Dr. Holly Dykstra is an Assistant Professor of Economics at the University of Konstanz. She is a behavioral economist studying how individuals make policy-relevant decisions, especially in household finance and for intertemporal choices.
She is an affiliate of the Thurgauer Wirtschaftsinstitut and Harvard University's STAR Lab. She often runs field experiments in cooperation with partner organizations. She has conducted research with the Behavioral Insights Team, the Mayors Innovation Project, a number of private companies, and city and state government organizations across the US.
She holds a Ph.D. in Public Policy from Harvard University and an A.B. in Economics from Columbia University. Prior to graduate school, she worked at the U.S. Federal Reserve Board in Washington, D.C.
ABSTRACT: Behavioral interventions often focus on reducing friction to encourage behavior change. In contrast, we provide evidence that adding friction can promote long-term behavior change when behaviors involve repeated costly efforts over longer time horizons. In collaboration with the Oregon Department of Transportation, we conducted a field experiment (N = 27,227) to test whether adding friction during an initial sign-up process for a new carpooling platform increases usage. Our results support this possibility: while a more effortful sign-up process led to a 25% decrease in sign-ups to the carpool platform, overall intensity of usage increased. Importantly, these results were only partly explained by selection effects: using an intention-to-treat (ITT) analysis, participants who were randomly assigned to the more effortful sign-up process took 1.6 times more carpool trips per day on average during a four-month period as compared to those in the less effortful sign-up process. Of the 9,417 observed trips, the more effortful sign-up group took almost 800 more trips. These effects persisted at eight months, where the ITT estimate was a 33% increase in trips per day. These results suggest that adding friction may be an overlooked strategy that could help to promote behavior change.

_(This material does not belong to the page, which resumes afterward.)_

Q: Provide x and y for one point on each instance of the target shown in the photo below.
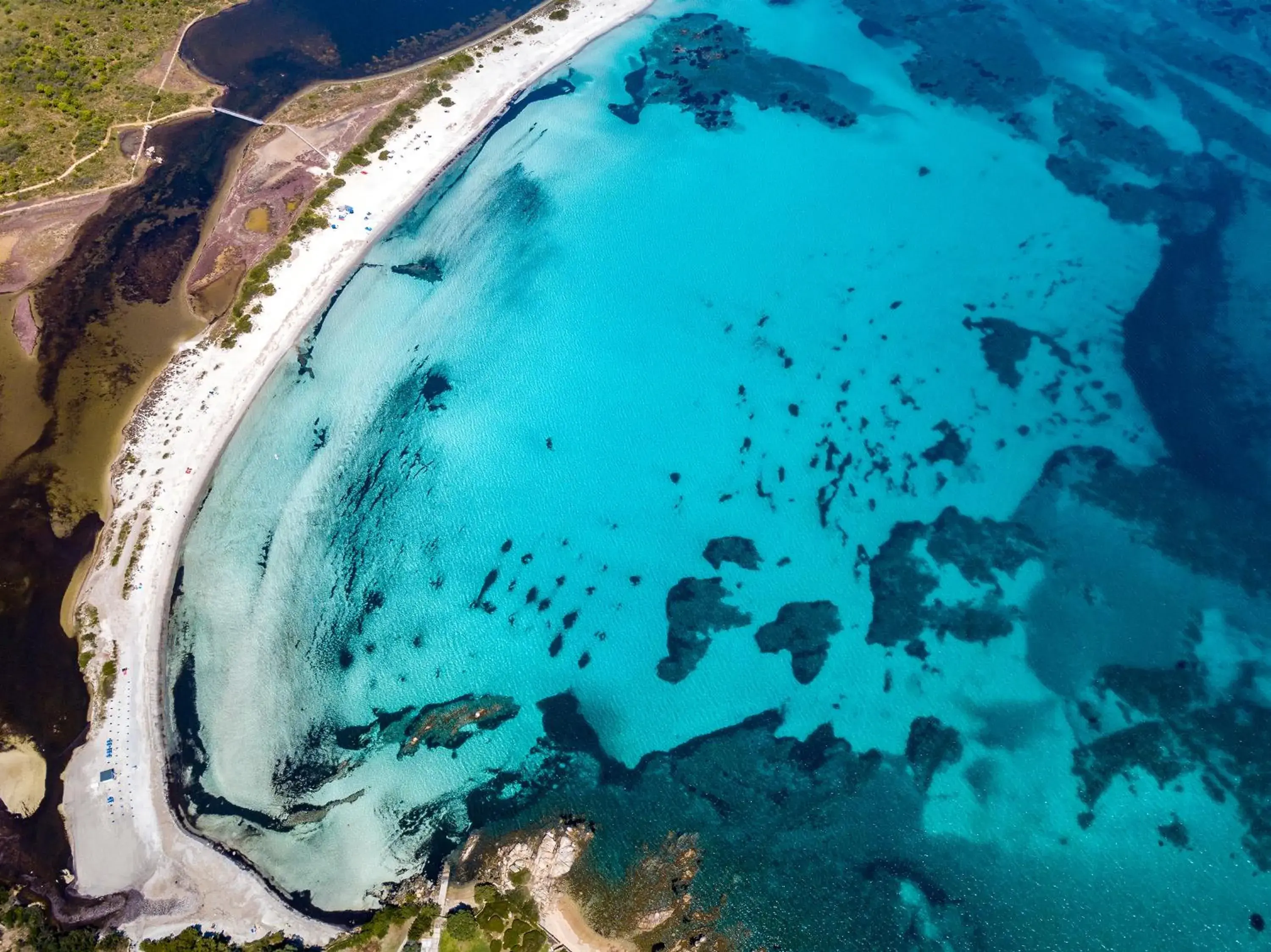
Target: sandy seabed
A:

ABSTRACT: Individuals often behave impatiently when making financial decisions for the future. This paper proposes and tests that the timing of decisions relative to payday—which leads to temporary but recurring conditions of scarcity—influences their choice. In a large pre-registered experiment, I ask participants to adopt a commitment device that binds them to being patient. Participants who make this decision eight days before their payday, rather than one day after payday, are 34% more likely to take up commitment. This coincides with when individuals experience the most financial scarcity, and provides evidence that intertemporal decisions are affected by current psychological states.
ABSTRACT: A common policy problem is that individuals reject recommended options and insist on making their own choices. Via a large-scale experiment, we document and investigate what factors contribute to this preference for agency. Our main results show that individuals' willingness to give up their agency increases when they are less determined about what they would choose. Additional results suggest that this is due to the fact that forgoing agency allows them to avoid making decisions.
ABSTRACT: Dramatic reductions in carbon emissions must take place immediately. A human-centric method of reducing environmental impacts is to “nudge” people away from single-occupancy vehicles (SOVs) toward more sustainable commuting options. While an abundance of research has focused on external determinants of mode choice, we know much less about the behavioral determinants. The field of behavioral science is overdue for a focus on transportation. This paper is meant to facilitate communication between researchers, practitioners, and policymakers in part by developing a behaviorally-informed framework that can be leveraged by policymakers, government, and organizations worldwide. We also describe the founding of our multidisciplinary team and outline lessons learned.
ABSTRACT: This paper investigates earnings incentives in public housing. For most people living in public housing, the cost of rent is tied to one's income, and an increase in income leads to an increase in rent. This creates a disincentive towards earning more. I study a federal program that removes this connection, allowing residents to stay at their baseline level rent even if their income rises. In partnership with the Cambridge Housing Authority, we automatically enroll some residents in public housing into this program and provide them with financial coaching through the Boston-based nonprofit Compass Working Capital. Using administrative data from all CHA residents, I use a difference-in-difference approach to estimate that enrollment into the program led to an increase of approximately $1,500 to $2,500 in annual income. In addition, I present the descriptive statistics from door-to-door baseline and endline surveys that investigate changes in participants’ psychological and financial wellbeing.